Z naszych górskich podbojów należy także wymienić zdobycie najwyższego szczytu Irlandii – Carrantuohill, przejście najpiękniejszej górskiej trasy w tym kraju – Coomloughra Horseshoe, pokonanie szlaku do Jeziorka Oreti w Tuszetii w Gruzji oraz zdobycie południowego wierzchołka najwyższej góry Armenii oraz Małego Kaukazu, czyli Aragacu. Weszliśmy na 3 879 m.n.p.m.

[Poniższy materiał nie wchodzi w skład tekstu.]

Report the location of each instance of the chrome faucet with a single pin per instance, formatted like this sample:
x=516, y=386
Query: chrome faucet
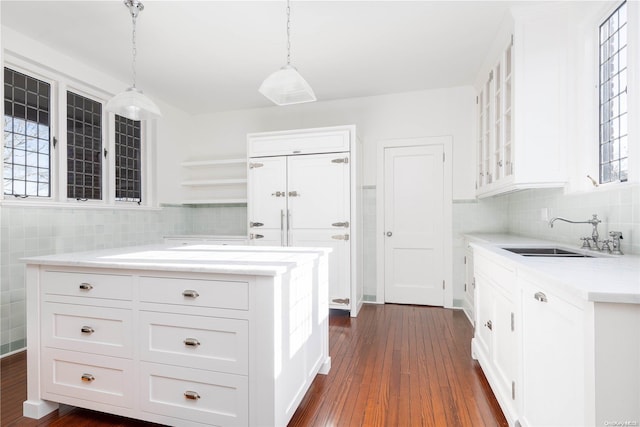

Co do przejechanych kilometrów – ciężko to wszystko zliczyć. W samej Gruzji i Armenii pokonaliśmy ich ponad 1 600. Licząc dojazdy na szlaki w Polsce, wyprawy autem po Irlandii, gdzie przejechałem około 1 000 kilometrów, dojazdy na lotniska, spokojnie nazbiera się ponad 7 000 kilometrów… po ziemi! Tak, tak wiemy – ślad węglowy, ale jeździmy tylko benzynowymi autami, pociągami albo lokalnym transportem. Robimy co możemy. 😉
Co do naszych podniebnych wycieczek to w było ich w 2019 roku siedem, czyli łącznie 14 lotów. Zaczęło się od Irlandii i lotniska Shannon w maju, a dalej: Rumunia – Bukareszt, Turcja – Izmir, Gruzja – Kutaisi, Niemcy – Dusseldorf, Łotwa – Ryga, a na koniec ponownie Turcja, tylko tym razem destynacją był Stambuł. Cztery z tych wyjazdów to podróże służbowe, ale na szczęście da się podczas nich także co nieco zobaczyć, natomiast trzy wypady to czysta podróżnicza przygoda. Jeśli doliczyć do tego wyjazdy na Mazury pod namiot i wizytę na triathlonie w Malborku, to wychodzi, że średnio raz w miesiącu gdzieś wyjeżdżaliśmy.
Cóż… powtórzymy się: wspaniały to był rok! 2020 zapowiada się równie dobrze. Zaplanowane są wyjazdy do miejsc, w których już byliśmy. Ponownie odwiedzimy Irlandię oraz Gruzję! Dotrzemy także po raz pierwszy do Tunezji. Oprócz tego kolejne szczyty z Korony Gór Polski i sami nie wiemy co jeszcze. Na pewno będziemy relacjonować to co się u nas dzieje i być może do zobaczenia gdzieś na szlaku, albo podczas podróży!
Zakończymy naszym własnym hasłem, które prowadziło nas w minionym roku, i które prowadzić będzie nas również w roku 2020, a brzmi ono: Podróżuj, Odkrywaj, Doświadczaj! Czego sobie i Wam życzymy w nowym roku.